I still remember the day my reading life changed forever. I remember the oversized sweater and matching leggings I was wearing, and the teased fringe that sat centimetres above my head, topped only by my outrageously high ponytail. I remember stretching the cord of the phone so it would reach my bedroom to speak to my best friend in private (yes kids, there was a time when phones had a cord, crazy I know). On this particular day, hidden among stories of playground betrayals, she made an off-hand comment about a book she’d just bought. The first book in a series, she said. About a group of girls, roughly our age, who formed a club. A babysitters club. The Babysitters Club.
Well, little did she know at the time, but my friend had just set some serious page-turning wheels in motion for me. I’d always been a big reader (although my ‘I’d rather be reading’ t-shirt-wearing days (ok, years) were still ahead of me), but I don’t remember anything that captivated me quite like the hijinks and scrapes those Stoneybrook girls got up to and into.
I owe those girls a lot, and I’m not just talking about the extra dollars I made from forming my own, albeit much smaller and infinitely less cooler, babysitting service. Nor am I just talking about the years of reading pleasure they provided. I’m talking about the things they taught me. Like wearing a vest can be cool (Claudia) and not all boys are gross (Stacey and eventually Logan). Being nice sometimes gets you the guy (Mary Anne), being bossy is ok as long as you pass it off as assertive (Kristy) and being healthy is fine, but only if you’re from California (Dawn, who was a total Gwyneth precursor by the way).
For some long-forgotten reason, I started reading at book number 3: The Truth About Stacey. Well, the truth was that she had diabetes; beautiful, glamorous, sophisticated Stacey had a hideous disease (at least it seemed hideous to an eight-year old terrified of needles). Lesson learnt: beauty is no protection against disease, a lesson I’m not sure has been completely backed up by other series, those Sweet Valley girls seemed to have it pretty easy. And the lessons didn’t stop there – each new instalment saw them overcoming challenges in ways that played a vital role in my upbringing. Everything I know about besties, boys and, shock horror, babysitting, I learnt from those girls.

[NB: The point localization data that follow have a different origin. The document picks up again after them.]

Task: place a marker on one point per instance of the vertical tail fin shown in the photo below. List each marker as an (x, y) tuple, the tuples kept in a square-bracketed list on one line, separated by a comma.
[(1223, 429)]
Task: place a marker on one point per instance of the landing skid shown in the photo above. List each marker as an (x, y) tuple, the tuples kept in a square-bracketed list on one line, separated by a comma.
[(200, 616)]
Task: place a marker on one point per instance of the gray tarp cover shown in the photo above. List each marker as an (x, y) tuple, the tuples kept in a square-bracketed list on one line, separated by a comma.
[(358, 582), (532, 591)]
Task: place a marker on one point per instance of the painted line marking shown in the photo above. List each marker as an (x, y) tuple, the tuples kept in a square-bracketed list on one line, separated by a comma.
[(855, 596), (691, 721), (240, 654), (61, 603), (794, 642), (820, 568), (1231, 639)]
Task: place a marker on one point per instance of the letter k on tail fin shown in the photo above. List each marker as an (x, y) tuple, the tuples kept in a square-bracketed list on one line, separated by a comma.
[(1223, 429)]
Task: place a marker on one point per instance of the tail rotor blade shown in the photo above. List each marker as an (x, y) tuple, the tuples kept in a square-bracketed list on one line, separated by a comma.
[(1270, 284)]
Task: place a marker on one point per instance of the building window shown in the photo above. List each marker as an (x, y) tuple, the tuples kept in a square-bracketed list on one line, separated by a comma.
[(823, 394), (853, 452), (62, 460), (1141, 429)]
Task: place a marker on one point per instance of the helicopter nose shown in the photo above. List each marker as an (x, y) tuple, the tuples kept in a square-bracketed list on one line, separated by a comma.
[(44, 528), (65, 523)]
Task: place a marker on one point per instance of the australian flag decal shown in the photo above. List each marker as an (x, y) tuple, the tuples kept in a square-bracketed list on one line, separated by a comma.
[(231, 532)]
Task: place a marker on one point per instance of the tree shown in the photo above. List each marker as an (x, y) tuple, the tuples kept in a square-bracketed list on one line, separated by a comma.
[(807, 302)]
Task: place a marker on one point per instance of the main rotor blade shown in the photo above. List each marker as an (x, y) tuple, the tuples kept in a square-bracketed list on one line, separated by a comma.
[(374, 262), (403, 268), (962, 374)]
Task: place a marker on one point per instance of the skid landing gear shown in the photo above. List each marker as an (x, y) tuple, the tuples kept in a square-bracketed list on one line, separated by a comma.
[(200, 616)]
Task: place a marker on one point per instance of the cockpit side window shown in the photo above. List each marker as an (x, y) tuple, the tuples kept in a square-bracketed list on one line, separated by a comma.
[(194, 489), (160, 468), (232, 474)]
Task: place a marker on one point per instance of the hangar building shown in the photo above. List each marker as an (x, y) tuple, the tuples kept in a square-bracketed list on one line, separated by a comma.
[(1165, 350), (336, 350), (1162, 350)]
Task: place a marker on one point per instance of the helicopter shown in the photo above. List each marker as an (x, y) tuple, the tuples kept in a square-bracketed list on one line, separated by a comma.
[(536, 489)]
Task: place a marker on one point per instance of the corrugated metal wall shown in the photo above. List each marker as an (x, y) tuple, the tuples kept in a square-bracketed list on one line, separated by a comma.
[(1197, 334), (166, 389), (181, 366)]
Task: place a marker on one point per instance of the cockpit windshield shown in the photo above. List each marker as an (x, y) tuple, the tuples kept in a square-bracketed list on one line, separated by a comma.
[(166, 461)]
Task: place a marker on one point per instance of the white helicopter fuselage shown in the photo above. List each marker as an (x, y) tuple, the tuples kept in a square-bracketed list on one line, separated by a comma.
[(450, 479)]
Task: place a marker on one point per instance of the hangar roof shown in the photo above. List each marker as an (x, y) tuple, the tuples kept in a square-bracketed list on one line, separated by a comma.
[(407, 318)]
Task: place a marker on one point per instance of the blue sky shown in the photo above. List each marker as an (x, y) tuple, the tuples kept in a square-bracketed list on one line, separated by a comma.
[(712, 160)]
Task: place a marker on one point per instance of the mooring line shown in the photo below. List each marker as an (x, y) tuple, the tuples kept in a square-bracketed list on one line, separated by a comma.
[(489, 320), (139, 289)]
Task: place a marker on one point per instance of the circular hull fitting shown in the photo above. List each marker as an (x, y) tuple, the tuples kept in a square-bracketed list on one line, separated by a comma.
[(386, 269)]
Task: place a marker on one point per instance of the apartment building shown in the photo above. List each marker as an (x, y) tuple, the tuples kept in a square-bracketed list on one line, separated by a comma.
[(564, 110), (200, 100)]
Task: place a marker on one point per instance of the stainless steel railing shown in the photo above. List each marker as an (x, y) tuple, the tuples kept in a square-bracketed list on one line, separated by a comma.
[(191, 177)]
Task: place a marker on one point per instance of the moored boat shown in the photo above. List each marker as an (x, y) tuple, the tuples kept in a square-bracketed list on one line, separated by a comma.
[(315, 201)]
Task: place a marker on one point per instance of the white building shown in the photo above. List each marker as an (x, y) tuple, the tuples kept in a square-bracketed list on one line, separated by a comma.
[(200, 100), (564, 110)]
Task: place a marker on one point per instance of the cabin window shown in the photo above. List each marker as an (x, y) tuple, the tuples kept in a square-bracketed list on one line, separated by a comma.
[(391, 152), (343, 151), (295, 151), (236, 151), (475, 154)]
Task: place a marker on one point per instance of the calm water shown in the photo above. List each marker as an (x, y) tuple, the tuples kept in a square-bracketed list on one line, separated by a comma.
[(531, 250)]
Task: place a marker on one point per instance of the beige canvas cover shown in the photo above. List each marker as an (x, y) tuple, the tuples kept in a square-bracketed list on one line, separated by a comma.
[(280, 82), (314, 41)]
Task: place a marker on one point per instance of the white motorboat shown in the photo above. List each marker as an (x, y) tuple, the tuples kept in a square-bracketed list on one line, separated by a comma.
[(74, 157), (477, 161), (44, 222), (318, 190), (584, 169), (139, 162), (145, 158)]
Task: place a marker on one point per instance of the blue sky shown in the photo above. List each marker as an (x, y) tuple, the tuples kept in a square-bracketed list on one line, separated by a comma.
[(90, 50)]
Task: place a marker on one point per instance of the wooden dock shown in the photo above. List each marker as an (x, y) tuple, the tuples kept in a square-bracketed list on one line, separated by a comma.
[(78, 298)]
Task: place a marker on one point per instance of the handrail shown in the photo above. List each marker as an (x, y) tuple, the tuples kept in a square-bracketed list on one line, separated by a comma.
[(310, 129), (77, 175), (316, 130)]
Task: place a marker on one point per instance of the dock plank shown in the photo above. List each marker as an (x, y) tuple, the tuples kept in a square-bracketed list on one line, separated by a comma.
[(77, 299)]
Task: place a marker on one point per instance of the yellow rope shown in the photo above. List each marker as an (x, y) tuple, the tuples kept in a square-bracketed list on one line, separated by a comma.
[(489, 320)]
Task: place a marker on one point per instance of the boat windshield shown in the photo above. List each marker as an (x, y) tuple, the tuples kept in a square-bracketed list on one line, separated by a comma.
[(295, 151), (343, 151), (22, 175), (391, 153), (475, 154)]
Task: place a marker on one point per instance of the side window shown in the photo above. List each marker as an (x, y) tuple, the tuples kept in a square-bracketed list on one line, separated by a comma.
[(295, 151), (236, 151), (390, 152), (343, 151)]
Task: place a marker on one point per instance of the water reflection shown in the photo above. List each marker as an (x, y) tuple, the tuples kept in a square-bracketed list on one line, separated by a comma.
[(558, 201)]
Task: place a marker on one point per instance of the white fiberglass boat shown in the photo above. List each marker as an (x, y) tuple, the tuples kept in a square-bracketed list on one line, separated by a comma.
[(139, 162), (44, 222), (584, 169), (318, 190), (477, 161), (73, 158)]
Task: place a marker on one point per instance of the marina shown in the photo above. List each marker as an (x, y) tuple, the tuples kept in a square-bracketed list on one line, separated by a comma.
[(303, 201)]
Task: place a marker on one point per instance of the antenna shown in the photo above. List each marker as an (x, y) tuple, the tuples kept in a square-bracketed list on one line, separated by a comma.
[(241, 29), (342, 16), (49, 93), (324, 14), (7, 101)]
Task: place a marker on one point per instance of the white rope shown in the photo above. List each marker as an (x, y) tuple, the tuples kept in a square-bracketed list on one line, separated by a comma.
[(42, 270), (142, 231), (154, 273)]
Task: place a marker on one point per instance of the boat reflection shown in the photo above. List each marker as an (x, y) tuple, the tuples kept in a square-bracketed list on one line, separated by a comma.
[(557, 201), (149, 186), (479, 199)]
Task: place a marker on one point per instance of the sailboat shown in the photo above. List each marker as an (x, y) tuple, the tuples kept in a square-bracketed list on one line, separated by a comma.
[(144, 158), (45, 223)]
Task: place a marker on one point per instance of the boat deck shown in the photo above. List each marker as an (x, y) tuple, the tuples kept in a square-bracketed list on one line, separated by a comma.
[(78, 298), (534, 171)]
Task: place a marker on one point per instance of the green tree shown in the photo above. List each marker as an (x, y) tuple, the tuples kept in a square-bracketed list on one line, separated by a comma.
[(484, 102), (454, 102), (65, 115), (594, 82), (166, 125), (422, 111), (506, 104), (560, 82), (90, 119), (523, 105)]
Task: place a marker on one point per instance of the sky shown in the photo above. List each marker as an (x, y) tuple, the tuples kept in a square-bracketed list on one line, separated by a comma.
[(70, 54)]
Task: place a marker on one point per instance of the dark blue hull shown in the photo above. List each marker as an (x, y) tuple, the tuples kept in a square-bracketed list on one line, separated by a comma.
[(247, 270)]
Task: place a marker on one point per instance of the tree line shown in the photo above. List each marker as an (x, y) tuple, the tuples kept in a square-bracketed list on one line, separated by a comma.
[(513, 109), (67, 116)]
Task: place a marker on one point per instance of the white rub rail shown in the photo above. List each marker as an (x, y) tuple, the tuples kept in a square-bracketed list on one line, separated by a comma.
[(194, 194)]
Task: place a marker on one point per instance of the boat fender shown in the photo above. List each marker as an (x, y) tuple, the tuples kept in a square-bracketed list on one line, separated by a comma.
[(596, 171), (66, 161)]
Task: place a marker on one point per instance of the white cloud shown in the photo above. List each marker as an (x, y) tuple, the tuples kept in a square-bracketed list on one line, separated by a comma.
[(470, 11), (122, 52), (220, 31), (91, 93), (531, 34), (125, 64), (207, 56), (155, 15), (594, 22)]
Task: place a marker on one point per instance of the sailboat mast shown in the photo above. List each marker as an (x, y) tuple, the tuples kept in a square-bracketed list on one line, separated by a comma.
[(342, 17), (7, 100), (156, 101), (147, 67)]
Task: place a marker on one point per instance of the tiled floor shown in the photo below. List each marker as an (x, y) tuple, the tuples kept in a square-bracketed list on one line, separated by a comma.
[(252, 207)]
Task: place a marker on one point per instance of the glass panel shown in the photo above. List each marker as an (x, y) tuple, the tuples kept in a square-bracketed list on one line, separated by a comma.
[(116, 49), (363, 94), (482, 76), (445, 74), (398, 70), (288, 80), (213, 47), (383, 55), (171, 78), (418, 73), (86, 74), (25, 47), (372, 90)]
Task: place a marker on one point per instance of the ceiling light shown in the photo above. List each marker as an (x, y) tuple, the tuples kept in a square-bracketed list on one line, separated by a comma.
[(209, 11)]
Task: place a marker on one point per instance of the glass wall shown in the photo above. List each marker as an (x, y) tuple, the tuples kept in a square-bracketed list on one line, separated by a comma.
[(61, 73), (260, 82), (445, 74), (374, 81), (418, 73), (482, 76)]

Long before I agonised over whether I was a Carrie or a Charlotte, I was wishing I was a Claudia or a Stacey but knowing deep down I was probably a Mary-Anne (or even, don’t say it, a Mallory). Even now, many (too many) years later, not a day goes by when I’m not still striving to be as unique as Claudia, as sophisticated as Stacey, as organised as Kristy, as kind as Mary Anne and as healthy as Dawn, and failing miserably at every single one.